I'm curious if that's a path you generally would take in investigating a library breaking your code, or if you skip some of those steps?
I generally look at the changelog, but if it's autogenerated I almost always just use git log --first-parent
instead, since I can do more custom filters there. Or I click through blame
history of the relevant APIs if the breakage is of this kind.
I have literally never found an autogenerated changelog to be more useful than just git log
. I love manual changelogs but not every crate I maintain has them since I can't devote that time to them all.
Hey, I wanted to chime in to this discussion (I'm the creator of git-cliff
& also maintaining the Ratatui crate along with @joshka).
First of all, thanks for taking time to share your opinions on automated changelogs and this specific case.
I have literally never found an autogenerated changelog to be more useful than just git log. I love manual changelogs but not every crate I maintain has them since I can't devote that time to them all.
I personally have multiple projects that I maintain too. More specifically, each one has a different structure, commit styles and so on. It was a deliberate choice that I made to push myself to try/learn new things each time. But then... releasing each project properly started to take a lot of time. That's why I created git-cliff
, to save myself from writing the changelog manually or using something like git log
which has less verbosity.
So you won't actually devote more time to the projects that you maintain this way, you only need to set up your config once like in this PR. In the long term this will save you time from replying to issues like #55 across your projects because the changes will be more clear and users won't have to dig in N layers trying to find out what's wrong with their tests.
I think changelog/release automation will be an overall positive addition for this project. I'd be happy to see that and also happy to help with setting it up as well.
Thanks for the suggestion, but I think I'll stick to my position of automated changelogs being worse than a squashed git log. I'm glad your tools work for you, but this is not something I'd ever really use on my projects. The projects where I maintain a changelog I prefer to actually build a good one by hand (or, in the case of clippy, we have CI enforcing that PRs contain their changelog entry so it's mostly just a quick script to generate the log).
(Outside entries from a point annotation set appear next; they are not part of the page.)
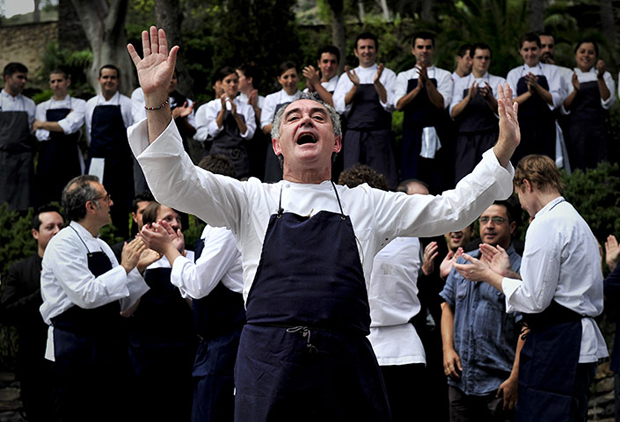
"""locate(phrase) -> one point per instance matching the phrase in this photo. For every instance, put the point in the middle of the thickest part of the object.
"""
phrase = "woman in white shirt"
(590, 97)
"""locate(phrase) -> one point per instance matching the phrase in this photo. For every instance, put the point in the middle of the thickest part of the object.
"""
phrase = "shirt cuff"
(509, 286)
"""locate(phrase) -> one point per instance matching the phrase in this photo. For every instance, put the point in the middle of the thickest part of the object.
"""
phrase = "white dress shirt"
(366, 75)
(590, 76)
(138, 103)
(466, 82)
(70, 124)
(268, 111)
(549, 71)
(561, 262)
(18, 103)
(393, 299)
(330, 86)
(66, 280)
(117, 99)
(213, 108)
(246, 207)
(443, 78)
(220, 261)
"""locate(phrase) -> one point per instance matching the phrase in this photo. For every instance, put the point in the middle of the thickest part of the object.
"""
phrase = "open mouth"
(306, 138)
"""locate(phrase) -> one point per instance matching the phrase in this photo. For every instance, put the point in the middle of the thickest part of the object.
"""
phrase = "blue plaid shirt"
(485, 336)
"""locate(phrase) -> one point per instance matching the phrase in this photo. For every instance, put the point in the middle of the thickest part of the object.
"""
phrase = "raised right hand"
(155, 69)
(452, 364)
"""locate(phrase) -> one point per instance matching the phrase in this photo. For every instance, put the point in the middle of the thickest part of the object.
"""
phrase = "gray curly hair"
(275, 129)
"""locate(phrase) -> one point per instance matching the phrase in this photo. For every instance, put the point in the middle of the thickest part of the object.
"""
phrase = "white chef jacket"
(220, 261)
(561, 262)
(393, 299)
(66, 280)
(246, 207)
(117, 99)
(212, 109)
(551, 73)
(466, 82)
(366, 75)
(443, 78)
(70, 124)
(18, 103)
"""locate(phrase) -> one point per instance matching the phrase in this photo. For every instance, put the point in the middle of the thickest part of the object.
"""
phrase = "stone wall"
(26, 44)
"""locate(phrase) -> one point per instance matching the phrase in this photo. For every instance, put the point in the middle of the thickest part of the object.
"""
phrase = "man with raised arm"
(307, 248)
(560, 294)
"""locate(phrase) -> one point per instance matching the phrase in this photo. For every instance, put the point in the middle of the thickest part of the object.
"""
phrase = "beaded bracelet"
(159, 107)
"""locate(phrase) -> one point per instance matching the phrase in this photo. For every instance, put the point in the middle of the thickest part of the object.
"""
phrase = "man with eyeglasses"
(480, 341)
(474, 109)
(84, 291)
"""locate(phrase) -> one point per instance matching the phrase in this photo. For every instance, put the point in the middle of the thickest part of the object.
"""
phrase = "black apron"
(304, 354)
(273, 168)
(230, 143)
(548, 365)
(162, 348)
(537, 124)
(369, 138)
(478, 131)
(16, 160)
(58, 160)
(418, 114)
(91, 366)
(587, 136)
(108, 139)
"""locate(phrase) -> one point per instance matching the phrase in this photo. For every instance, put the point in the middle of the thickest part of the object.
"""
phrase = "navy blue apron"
(537, 123)
(418, 114)
(108, 139)
(230, 143)
(58, 160)
(587, 136)
(478, 131)
(162, 347)
(219, 318)
(369, 138)
(304, 354)
(548, 365)
(273, 168)
(16, 159)
(90, 370)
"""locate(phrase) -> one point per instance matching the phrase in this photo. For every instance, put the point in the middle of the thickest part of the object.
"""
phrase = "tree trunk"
(338, 38)
(36, 15)
(537, 15)
(169, 16)
(362, 13)
(104, 25)
(607, 24)
(385, 9)
(427, 11)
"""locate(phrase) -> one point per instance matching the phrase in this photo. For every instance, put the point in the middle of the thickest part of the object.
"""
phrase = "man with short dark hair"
(365, 96)
(423, 93)
(537, 89)
(479, 341)
(560, 293)
(463, 62)
(20, 304)
(58, 125)
(84, 290)
(307, 249)
(108, 115)
(474, 108)
(16, 144)
(325, 85)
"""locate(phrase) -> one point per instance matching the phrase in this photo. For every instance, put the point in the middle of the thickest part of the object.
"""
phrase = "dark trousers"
(581, 391)
(406, 392)
(469, 408)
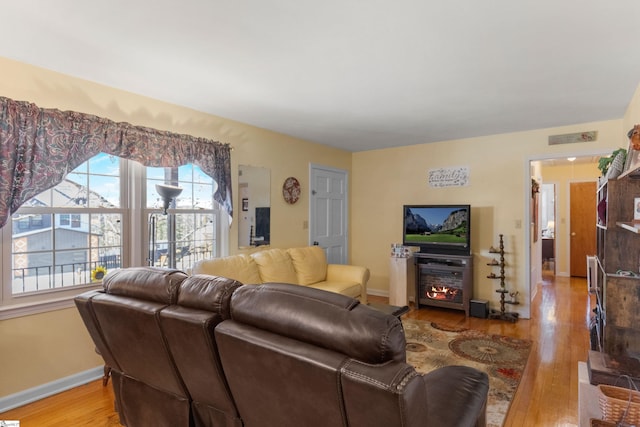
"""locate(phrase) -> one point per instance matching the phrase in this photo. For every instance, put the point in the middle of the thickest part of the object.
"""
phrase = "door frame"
(345, 211)
(532, 288)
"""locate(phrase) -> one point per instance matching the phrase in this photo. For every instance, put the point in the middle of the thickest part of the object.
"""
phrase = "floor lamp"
(167, 193)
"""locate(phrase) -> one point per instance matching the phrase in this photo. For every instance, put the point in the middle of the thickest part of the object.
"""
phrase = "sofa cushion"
(351, 289)
(237, 267)
(147, 283)
(310, 264)
(275, 265)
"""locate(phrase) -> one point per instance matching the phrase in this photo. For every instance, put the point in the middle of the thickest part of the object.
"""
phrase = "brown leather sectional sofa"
(208, 351)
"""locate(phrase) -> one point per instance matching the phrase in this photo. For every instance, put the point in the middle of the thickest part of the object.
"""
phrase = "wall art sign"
(449, 177)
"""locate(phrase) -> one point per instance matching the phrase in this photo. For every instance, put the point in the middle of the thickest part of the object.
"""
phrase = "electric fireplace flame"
(443, 293)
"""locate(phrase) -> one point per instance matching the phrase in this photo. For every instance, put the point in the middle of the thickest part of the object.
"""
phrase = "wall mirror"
(254, 206)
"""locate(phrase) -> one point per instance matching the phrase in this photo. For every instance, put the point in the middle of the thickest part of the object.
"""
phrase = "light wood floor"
(547, 395)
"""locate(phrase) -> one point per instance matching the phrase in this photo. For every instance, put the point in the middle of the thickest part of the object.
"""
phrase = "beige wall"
(384, 180)
(38, 349)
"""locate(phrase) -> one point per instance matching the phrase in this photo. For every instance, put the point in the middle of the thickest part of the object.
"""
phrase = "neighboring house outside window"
(58, 238)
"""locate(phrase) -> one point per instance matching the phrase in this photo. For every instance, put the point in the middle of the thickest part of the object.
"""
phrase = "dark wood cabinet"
(618, 285)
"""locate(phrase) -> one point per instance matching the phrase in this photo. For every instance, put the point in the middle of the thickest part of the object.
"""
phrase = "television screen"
(438, 228)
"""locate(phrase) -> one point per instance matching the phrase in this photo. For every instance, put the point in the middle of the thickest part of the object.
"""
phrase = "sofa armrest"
(350, 273)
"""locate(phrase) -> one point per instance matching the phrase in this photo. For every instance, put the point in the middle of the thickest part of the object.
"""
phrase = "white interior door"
(328, 212)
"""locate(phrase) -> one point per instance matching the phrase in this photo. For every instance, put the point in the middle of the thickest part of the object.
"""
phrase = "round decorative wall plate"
(291, 190)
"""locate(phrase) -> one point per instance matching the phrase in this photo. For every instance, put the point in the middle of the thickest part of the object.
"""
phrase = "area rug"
(430, 346)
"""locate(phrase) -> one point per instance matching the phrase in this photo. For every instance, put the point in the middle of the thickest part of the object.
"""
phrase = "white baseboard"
(377, 292)
(45, 390)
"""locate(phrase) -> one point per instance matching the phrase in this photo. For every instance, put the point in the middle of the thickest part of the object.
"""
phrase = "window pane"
(105, 191)
(197, 187)
(27, 237)
(32, 271)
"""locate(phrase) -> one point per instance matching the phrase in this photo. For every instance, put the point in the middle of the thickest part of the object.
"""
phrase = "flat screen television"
(438, 229)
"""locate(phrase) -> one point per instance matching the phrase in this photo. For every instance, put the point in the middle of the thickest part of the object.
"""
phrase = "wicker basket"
(615, 401)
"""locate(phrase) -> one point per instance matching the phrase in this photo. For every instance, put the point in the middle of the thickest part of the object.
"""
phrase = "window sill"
(30, 308)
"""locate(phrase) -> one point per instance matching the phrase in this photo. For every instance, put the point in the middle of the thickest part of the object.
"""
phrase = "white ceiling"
(353, 74)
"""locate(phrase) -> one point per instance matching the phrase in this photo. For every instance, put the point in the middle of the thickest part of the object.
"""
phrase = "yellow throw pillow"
(275, 265)
(310, 263)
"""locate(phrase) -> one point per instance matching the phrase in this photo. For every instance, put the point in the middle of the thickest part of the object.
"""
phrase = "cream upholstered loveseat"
(306, 266)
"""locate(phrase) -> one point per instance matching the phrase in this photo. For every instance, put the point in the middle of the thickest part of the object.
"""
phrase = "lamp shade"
(168, 193)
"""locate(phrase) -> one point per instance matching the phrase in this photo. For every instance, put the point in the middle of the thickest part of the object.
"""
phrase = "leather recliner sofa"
(207, 351)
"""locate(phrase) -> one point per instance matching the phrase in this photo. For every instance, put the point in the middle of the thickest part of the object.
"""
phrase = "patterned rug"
(430, 346)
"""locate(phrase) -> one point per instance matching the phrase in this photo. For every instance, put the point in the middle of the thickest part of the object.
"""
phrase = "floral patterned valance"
(40, 146)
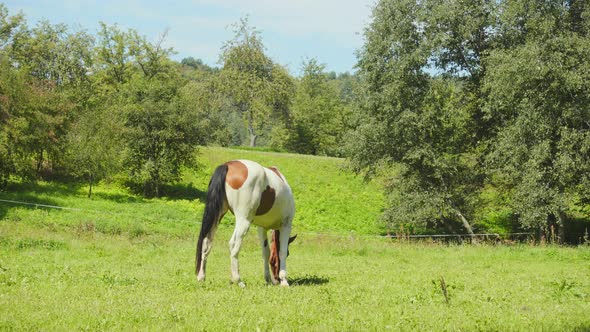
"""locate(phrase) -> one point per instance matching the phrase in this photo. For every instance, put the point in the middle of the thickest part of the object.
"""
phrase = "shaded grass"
(122, 262)
(147, 283)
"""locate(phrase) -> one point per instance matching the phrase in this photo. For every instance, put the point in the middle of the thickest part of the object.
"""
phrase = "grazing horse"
(255, 195)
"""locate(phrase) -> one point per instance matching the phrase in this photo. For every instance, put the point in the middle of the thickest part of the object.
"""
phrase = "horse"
(255, 195)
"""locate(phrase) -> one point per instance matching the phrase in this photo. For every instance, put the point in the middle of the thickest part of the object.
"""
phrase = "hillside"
(329, 199)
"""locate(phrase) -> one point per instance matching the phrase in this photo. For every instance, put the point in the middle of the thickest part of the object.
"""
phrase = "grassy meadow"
(117, 261)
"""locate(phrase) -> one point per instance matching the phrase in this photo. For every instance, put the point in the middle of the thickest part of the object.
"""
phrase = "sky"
(292, 30)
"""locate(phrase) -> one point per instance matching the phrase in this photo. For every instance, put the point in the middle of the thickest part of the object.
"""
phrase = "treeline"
(84, 106)
(476, 113)
(483, 108)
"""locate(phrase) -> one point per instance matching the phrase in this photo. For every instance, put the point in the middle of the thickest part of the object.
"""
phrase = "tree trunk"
(252, 133)
(253, 140)
(90, 187)
(560, 226)
(467, 226)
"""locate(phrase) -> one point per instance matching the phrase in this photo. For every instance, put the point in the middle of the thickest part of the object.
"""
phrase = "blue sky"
(292, 30)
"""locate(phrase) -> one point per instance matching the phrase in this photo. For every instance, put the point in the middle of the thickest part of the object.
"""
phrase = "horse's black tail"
(215, 200)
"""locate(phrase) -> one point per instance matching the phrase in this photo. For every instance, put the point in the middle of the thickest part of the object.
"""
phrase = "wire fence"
(459, 237)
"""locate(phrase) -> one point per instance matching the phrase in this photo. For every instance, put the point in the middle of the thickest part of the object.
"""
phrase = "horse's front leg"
(235, 243)
(264, 245)
(283, 252)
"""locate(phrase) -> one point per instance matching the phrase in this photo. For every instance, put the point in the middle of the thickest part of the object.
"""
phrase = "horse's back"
(259, 194)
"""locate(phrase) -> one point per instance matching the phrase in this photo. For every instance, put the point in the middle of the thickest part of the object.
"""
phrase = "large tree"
(255, 85)
(538, 94)
(317, 114)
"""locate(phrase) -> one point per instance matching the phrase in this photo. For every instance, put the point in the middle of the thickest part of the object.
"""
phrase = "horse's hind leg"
(264, 245)
(283, 251)
(235, 243)
(207, 245)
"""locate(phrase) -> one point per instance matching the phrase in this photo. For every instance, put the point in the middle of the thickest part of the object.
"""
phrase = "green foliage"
(59, 279)
(466, 96)
(258, 88)
(317, 114)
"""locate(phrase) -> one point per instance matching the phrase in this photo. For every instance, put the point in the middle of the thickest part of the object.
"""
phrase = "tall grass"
(121, 262)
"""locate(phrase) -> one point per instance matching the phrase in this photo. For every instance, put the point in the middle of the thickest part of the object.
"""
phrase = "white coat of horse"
(255, 195)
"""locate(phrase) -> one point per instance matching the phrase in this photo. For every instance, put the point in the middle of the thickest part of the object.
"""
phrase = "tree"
(317, 114)
(138, 82)
(427, 124)
(541, 151)
(94, 144)
(461, 96)
(250, 79)
(45, 72)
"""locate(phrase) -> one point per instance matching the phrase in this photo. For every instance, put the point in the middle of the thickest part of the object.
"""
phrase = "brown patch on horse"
(274, 261)
(237, 173)
(276, 171)
(267, 200)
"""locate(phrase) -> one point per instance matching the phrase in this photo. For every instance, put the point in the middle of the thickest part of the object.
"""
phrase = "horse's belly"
(271, 220)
And as previously stated I don't like autopublish automation, for a variety of reasons. Again, happy it works for other people, it really doesn't work for me. So far the process of actually making a release has not taken any significant time for me for most of my projects, and on ones where it does take time it's finicky enough that autopublish automation would not work and likely be somewhat dangerous.
In the long term this will save you time from replying to issues like https://github.com/unicode-rs/unicode-width/issues/55 across your projects because the changes will be more clear and users won't have to dig in N layers trying to find out what's wrong with their tests.
eh, it's not that much time taken, and this happens extremely rarely (and when it does I'd prefer to know about it). The attitude they approached the discussions here with were a bigger problem than the fact that I sank time into this: I just don't really want to spend time engaging with that. But the misunderstandings were rectified and it's fine now.
When diagnosing a break due to 0.1.13 just now, I noticed that there is no changelog, which makes it more difficult to search for which particular change caused the problem
This is a stub of a changelog config using git-cliff.. Please consider using it to generate your changelogs. These will show up automatically in dependabot PRs, which is pretty nice for crate users.